Food for athletes
Omega 3: benefits, contraindications, and how to take them
Omega 3: what is it used for?
Omega 3s are essential fatty acids, defined as such because the body cannot produce them on its own; therefore, they must be obtained through diet or supplements. For our health, three main types of Omega 3s can be identified:- ALA (Alpha-Linolenic Acid)
- EPA (Eicosapentaenoic Acid)
- DHA (Docosahexaenoic Acid)
- Cardiovascular health: Omega 3s help reduce blood triglyceride levels, lowering the risk of heart disease. They may also contribute to maintaining balanced blood pressure.
- Cognitive function: Omega 3s are essential during fetal and infant development as they are crucial for the formation of the central nervous system and learning.
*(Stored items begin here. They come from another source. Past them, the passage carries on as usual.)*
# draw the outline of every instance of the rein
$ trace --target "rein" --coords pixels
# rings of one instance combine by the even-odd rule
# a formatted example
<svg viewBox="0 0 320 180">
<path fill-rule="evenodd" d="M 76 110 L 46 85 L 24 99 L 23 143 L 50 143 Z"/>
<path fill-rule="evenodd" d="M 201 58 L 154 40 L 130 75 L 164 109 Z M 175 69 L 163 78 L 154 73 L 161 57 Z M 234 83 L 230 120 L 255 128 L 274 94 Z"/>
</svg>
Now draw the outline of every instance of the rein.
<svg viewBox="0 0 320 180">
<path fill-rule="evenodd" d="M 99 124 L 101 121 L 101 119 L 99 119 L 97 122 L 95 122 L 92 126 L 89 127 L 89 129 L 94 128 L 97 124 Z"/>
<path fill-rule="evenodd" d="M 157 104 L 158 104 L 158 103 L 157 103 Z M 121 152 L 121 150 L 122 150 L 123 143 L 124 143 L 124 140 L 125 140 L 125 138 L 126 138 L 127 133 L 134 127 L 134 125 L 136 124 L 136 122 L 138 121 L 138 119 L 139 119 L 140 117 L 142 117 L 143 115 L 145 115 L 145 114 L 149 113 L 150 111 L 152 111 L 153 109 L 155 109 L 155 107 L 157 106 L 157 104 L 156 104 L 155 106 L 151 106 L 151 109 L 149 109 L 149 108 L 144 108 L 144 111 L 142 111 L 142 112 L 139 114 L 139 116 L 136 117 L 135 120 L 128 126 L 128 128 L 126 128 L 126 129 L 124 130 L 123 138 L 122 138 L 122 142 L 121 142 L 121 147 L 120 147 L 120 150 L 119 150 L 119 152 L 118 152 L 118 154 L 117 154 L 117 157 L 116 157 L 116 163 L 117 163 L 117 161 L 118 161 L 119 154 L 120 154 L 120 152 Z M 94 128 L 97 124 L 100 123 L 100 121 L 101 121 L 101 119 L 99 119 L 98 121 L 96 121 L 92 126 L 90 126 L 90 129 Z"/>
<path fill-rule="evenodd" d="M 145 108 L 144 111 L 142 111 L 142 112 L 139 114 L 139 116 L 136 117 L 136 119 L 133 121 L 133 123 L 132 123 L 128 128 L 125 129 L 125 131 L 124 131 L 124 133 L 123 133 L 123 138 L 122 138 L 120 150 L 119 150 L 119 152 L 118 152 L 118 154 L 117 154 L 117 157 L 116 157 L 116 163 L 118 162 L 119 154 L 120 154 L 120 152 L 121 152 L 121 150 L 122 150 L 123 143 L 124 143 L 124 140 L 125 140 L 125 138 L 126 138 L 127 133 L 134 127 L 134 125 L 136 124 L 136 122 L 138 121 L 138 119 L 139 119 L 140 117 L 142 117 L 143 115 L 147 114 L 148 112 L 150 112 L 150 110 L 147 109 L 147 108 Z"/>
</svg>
Additionally, they may help reduce the risk of developing neurodegenerative diseases such as Alzheimer’s.
- Anti-inflammatory properties: These fatty acids have anti-inflammatory properties that can help alleviate symptoms of chronic inflammatory conditions like rheumatoid arthritis.
- Eye health: Omega 3s are vital for retinal health and can help prevent age-related macular degeneration as well as dry eyes.
When to take Omega 3s
The benefits of Omega 3s cover various aspects of health and physical well-being, which is why taking Omega 3s is important throughout all stages of life. Dosage varies based on age and other personal specifics; therefore, it is recommended to consult a doctor to determine the appropriate dosage and duration for Omega 3 intake based on individual needs and medical history. In recent years, Omega 3s have also been recommended in sports nutrition because they provide crucial benefits for athletes: they offer protective effects on muscles and their anti-inflammatory action is particularly useful for those who engage in intense training. In such cases, it is recommended to take one Omega 3 supplement capsule per day in addition to a balanced diet. Athletes know that diet is as important as training, considering the type of sport, intensity, and frequency of the exercise.Foods rich in Omega 3
In addition to supplements, which are especially useful for obtaining pure Omega 3s, there are Omega 3-rich foods to include in your diet (without overdoing it, as some of these foods might be harmful if consumed excessively):- Fatty fish: Salmon, mackerel, sardines, tuna, and herring are rich in Omega 3s.
- Flaxseeds and chia seeds: These contain Alpha-Linolenic Acid (ALA), a plant-based form of Omega 3.
- Walnuts: A great snack providing a good amount of Omega 3s.
- Fish oil, flaxseed oil: Oils that are sources of Omega 3, perfect for dressings.
Omega 3: contraindications
Although Omega 3s are generally considered safe and provide significant health benefits, it is important not to exceed recommended doses and to be aware of potential negative effects:- High doses: excessive Omega 3 intake can increase the risk of bleeding, especially for those on anticoagulants or with bleeding disorders.
- Allergic reactions: some people may have allergic reactions to seafood, a common source of Omega 3, or to fish oil supplements.
- Drug interactions: omega 3s can interact with certain medications, such as those for lowering blood pressure or controlling cholesterol.
- Contaminants: some fish oils may contain traces of mercury and other toxins, which could be harmful to health.